Время от времени в снежной тундре возникал столб с фонарем. На двух или трех остановках вошли новые пассажиры. Водитель вел машину по курсоуказателю с таким спокойным видом, словно ехал по шоссе, хотя сани катили по открытой тундре.
Минут через двадцать электробус остановился у двухэтажного здания с ярко освещенными окнами.
— Приехали, — сообщила девушка.
XV
На крыльце меня встретил широкоплечий человек в кожаном реглане и в шапке-ушанке. Я узнал Геннадия Степановича. Он обнял меня, забрал из моих рук вещи, тут же отдал их кому-то и повел меня внутрь.
Мы прошли просторный вестибюль, затем коридор и очутились в большой квадратной комнате, обставленной так, как того может только пожелать человек, прибывший из столицы.
— Немного удобнее, чем когда мы с вами ночевали, — помните, во время вынужденной посадки? — в благодушном голосе Геннадия Степановича я уловил нотку гордости. — Это у нас для приезжающих.
С удовольствием сбросил я полярное обмундирование. Принял ванну и обрел нормальный человеческий вид. Стоя на ковре, покрывавшем пол комнаты, я причесывался перед большим зеркалом. То и дело по занавескам пробегали световые блики, сменявшиеся тенью. Требовалось некоторое усилие, чтобы представить, что за этими окнами, за опущенными шелковыми маркизами, идет снег, расстилается тундра, хотя и изъезженная электросанями и освещенная фонарями, но все же тундра, а не улица большого города, наполненная движением.
Геннадий Степанович, появившийся снова на пороге, пригласил меня в столовую.

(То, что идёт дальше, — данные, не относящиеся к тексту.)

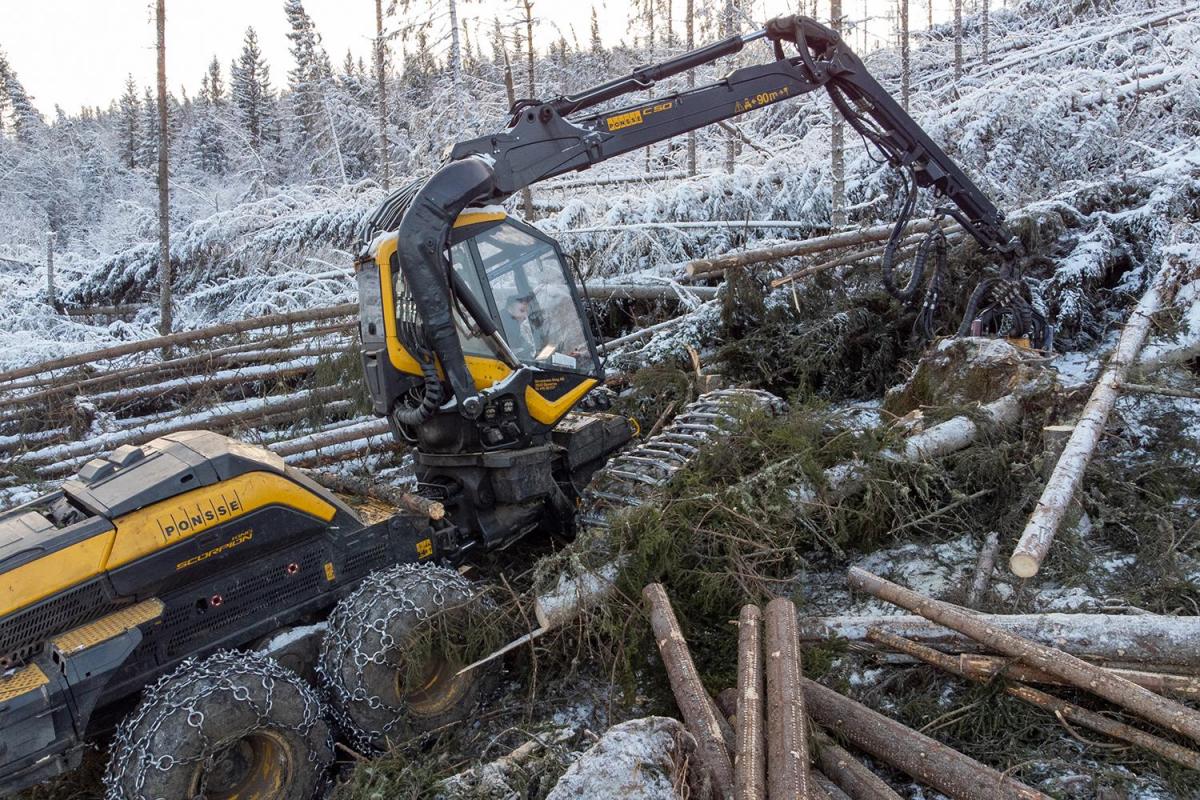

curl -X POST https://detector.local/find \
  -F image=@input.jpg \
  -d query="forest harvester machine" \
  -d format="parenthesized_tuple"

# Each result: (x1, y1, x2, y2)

В зале, отделанном резными украшениями из дерева, стояло около дюжины столиков и большой общий стол. На каждом столе в вазах были срезанные живые цветы. Зимой, в тундре, за Полярным кругом!
— Ну, — сказал Геннадий Степанович, когда мы уселись за один из столиков, — За нашу встречу!
И он налил в бокалы розового вина из низенькой пузатой бутылки.
Мы чокнулись.
— Местное, — пояснил Геннадий Степанович.
Держа глоток во рту, я смаковал его, пытаясь определить, что это такое. Какой-то свежестью отдавало вино, которым потчевал меня Геннадий Степанович, и тонким, я бы сказал, естественным благоуханием. Оно было приятно на вкус…
— Между прочим, из морошки.
Я чуть не поперхнулся. Среди сложной гаммы ощущений от вина появилось новое: ощущение что меня слегка надули.
Геннадий Степанович чистосердечно рассмеялся, глядя на мой растерянный вид.
— Ну, ведь морошка не простая, — успокоил он меня. — Сами понимаете, ее столько скрещивали и отрабатывали, как говорится у нас в инженерном деле, что теперь она не уступит и черешне.